One of the most unexpected findings from these experiments involved CD4+ “helper” T cells, which support other immune cells rather than directly attacking cancer cells. While cancer immunotherapy has largely focused on revving up CD8+ "killer" T cells, CD4+ cells appeared to play an unanticipated central role in the effectiveness of SAR’877.
“We were surprised by the magnitude of the CD4+ response since we didn’t expect IL-15 to do much for those cells,” says Teijaro. “But we saw a dramatic increase in CD4+ activity, and when we removed those cells from mice, the drug’s benefit largely disappeared.”
That observation suggests that more research is needed on how these overlooked cells could help turn up immune activity against viruses and cancers.
The researchers then tested the drug’s effect on 12 different mouse tumor models. The drug shrank tumors in all 12 models and completely eliminated tumors in some mice, including more than two-thirds of those with liver cancer and breast cancer.

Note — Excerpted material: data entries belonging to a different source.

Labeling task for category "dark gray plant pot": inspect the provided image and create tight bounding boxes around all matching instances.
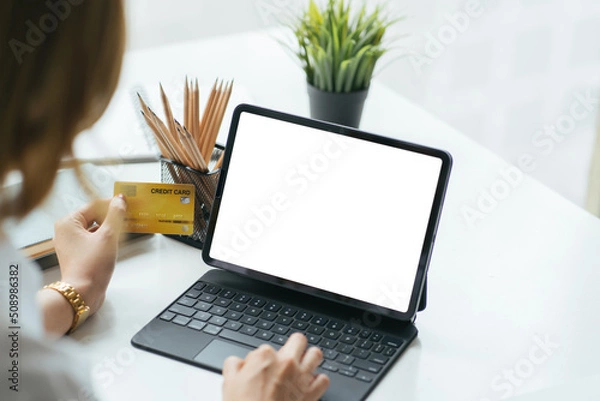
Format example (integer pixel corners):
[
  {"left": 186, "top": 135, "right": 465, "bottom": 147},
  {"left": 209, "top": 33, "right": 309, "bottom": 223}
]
[{"left": 307, "top": 84, "right": 369, "bottom": 128}]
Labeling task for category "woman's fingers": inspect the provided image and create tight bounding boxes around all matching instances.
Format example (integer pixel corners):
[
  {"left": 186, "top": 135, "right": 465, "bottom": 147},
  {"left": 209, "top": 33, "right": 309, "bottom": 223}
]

Teijaro’s lab is now investigating whether combining SAR'877 with anti-inflammatory drugs could further reduce side effects and allow for higher, more effective doses, potentially allowing more patients to benefit.
About SAR445877 (abbreviated as SAR’877/formerly KD050): SAR’877 is an investigational anti-PD-1/IL-15 fusion protein developed by the biopharmaceutical company Sanofi. Preclinical trials have been conducted by Sanofi and Scripps Research. Sanofi is currently evaluating SAR’877 in an ongoing phase 1/2 clinical trial in adults with advanced inoperable solid or metastatic tumors. Donald Shaffer, head of the Immunomodulation and Cell Reprogramming Cluster at Sanofi, is co-senior author of the study.
In addition to Teijaro and Shaffer, authors of the study, “PD-1-targeted IL-15 mutein activates CD8+ and CD4+ T cells in infection and cancer,” include Isaraphorn Pratumchai, Jaroslav Zak, Maheeka Bimal and Kristi L. Marquardt of Scripps Research; and Marie Bernardo, Julien Tessier, Joon Sang Lee, AHyun Choi, Anthony M. Byers, Mikielia Devonish, Roberto Carrio, Dan Lu, Stella Martomo, Jeegar Patel, Yu-an Zhang, Ingeborg M. Langohr, Virna Cortez-Retamozo, Dinesh S. Bangari, Angela Hadjipanayis, Xiangming Li and Valeria R. Fantin of Sanofi.
This work was supported by funding from Sanofi, Kadmon Corporation, the National Institutes of Health (5R01AI164744, K22CA292568), start-up funds from The University of Utah, and the Huntsman Cancer Foundation.